Liskov substitution principle

August 31, 2020

An unsung hero of the SOLID principles.

Derived classes must be substitutable for their base classes.

Liskov substitution principle

Considering each of the SOLID princpiles Liskov substitution principle (LSP) often gets least attention in both theoretical analysis and practical application. Single responsibility invites discussion with its definition of The One reason to change. As a result it has been extensively talked and blogged about. Open-closed principle is well covered by the object-oriented design patterns as many of them are essentially clever tricks for applying the principle. Similarly, there are many popular dependency injection frameworks that implement the dependency inversion. This empowers developers to more easily adhere to those two principles.

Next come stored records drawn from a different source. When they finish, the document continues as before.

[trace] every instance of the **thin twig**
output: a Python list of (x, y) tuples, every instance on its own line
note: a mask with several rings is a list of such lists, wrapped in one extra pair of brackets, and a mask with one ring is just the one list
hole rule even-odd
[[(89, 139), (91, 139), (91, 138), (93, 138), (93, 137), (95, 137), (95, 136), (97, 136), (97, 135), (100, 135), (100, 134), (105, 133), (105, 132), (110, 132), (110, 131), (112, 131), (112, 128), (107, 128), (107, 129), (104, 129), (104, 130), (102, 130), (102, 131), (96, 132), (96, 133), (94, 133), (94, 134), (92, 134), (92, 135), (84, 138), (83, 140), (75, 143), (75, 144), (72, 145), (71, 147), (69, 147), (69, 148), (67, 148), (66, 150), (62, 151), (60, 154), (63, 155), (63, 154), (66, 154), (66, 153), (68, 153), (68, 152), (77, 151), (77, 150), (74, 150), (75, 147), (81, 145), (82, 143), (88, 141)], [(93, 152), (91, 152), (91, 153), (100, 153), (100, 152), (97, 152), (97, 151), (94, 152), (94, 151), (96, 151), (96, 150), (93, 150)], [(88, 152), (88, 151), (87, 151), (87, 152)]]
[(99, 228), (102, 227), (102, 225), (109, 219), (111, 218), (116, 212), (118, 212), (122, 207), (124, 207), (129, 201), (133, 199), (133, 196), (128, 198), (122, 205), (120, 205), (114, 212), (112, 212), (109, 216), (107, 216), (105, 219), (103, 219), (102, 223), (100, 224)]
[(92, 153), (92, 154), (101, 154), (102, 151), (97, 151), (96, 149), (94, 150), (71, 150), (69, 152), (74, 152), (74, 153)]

That leaves interface segregation and Liskov substitution principle. Of those two I find the former to be easier to abide by. In its definition interface segregation invites the code author to make their interfaces more concise. It's easier to follow because it relates directly to the activity that I, as a code author, am involved in; i.e. writing my interface.

In contrast, Liskov substitution asks me as author of the derived class to make sure it behaves same as the base class (written by someone else) from the perspective of the user code (written by yet another author). It's no just about me and my code, I need to consider two more perspectives. It requires a sort of developer empathy.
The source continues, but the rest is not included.